How Indiana's water works
Rivers & streams
Rain and snowmelt drain across the land into creeks and rivers. A streamgage measures how much water passes a point each second — discharge, in cubic feet per second. Watch it rise after a storm and recede over days.
Aquifers below us
Much of Indiana's water is underground, in aquifers. Monitoring wells track the depth to water — how far down the water table sits. It falls in dry seasons and under heavy pumping, and recovers when recharge returns.
Everyone's in a watershed
A watershed (or sub-basin) is the land area that drains to a common waterway.
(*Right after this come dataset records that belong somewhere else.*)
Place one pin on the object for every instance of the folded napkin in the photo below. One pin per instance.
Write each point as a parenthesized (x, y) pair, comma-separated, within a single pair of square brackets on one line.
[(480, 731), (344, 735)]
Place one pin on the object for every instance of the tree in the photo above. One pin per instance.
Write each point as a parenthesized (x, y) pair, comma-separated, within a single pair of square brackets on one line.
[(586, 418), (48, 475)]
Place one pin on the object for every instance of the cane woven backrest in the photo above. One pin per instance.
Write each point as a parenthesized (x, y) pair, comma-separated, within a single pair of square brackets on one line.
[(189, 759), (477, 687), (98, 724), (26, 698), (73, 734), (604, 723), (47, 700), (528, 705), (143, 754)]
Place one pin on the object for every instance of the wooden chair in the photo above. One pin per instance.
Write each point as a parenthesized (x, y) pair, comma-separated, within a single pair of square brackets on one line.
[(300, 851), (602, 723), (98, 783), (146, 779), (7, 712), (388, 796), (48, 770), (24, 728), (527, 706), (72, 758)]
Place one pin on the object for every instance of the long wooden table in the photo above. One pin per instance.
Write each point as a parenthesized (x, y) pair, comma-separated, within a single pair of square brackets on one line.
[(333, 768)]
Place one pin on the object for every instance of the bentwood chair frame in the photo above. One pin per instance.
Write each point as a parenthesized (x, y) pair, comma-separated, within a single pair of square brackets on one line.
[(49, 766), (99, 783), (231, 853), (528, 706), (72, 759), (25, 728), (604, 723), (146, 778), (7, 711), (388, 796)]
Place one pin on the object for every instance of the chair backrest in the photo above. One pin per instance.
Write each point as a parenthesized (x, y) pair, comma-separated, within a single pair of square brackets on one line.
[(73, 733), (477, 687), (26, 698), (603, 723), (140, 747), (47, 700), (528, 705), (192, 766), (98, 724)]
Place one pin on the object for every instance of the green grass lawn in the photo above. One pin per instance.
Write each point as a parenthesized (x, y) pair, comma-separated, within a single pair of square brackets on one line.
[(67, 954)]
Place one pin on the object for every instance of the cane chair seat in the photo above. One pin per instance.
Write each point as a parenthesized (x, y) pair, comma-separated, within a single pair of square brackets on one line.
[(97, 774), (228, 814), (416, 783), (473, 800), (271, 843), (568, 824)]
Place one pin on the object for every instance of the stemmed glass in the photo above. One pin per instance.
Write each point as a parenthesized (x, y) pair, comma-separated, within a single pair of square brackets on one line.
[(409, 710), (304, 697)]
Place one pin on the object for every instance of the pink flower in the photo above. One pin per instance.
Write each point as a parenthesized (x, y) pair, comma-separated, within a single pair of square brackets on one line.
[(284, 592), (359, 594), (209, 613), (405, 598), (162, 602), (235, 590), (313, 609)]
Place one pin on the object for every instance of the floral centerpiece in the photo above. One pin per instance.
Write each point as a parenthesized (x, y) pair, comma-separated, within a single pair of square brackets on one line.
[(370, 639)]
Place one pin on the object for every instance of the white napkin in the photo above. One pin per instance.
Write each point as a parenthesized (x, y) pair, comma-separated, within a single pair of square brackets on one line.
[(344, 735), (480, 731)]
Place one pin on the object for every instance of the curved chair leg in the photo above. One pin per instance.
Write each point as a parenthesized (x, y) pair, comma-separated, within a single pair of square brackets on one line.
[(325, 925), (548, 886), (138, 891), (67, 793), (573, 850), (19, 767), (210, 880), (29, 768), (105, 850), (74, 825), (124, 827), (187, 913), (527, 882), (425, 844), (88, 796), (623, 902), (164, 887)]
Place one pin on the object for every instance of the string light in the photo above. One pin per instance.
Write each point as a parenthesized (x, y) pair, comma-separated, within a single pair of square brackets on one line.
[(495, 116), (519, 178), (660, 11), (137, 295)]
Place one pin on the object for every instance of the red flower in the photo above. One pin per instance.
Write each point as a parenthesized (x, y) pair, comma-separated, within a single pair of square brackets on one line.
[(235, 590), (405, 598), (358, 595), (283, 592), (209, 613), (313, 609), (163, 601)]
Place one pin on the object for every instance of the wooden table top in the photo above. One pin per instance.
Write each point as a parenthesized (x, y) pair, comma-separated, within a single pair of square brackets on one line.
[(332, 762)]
What happens upstream reaches downstream — which is why Indiana plans water by sub-basin, not just by county.
Everyday conservation
At home
- Fix leaks — a dripping faucet can waste thousands of gallons a year.
- Water lawns deeply but less often, and in the early morning.
- Choose native and drought-tolerant plants that thrive on Indiana rainfall.
In the community
- Protect streamside buffers that filter runoff and steady flows.
- Capture rainwater and reduce paved runoff where you can.
- Follow local guidance during dry spells and low-flow advisories.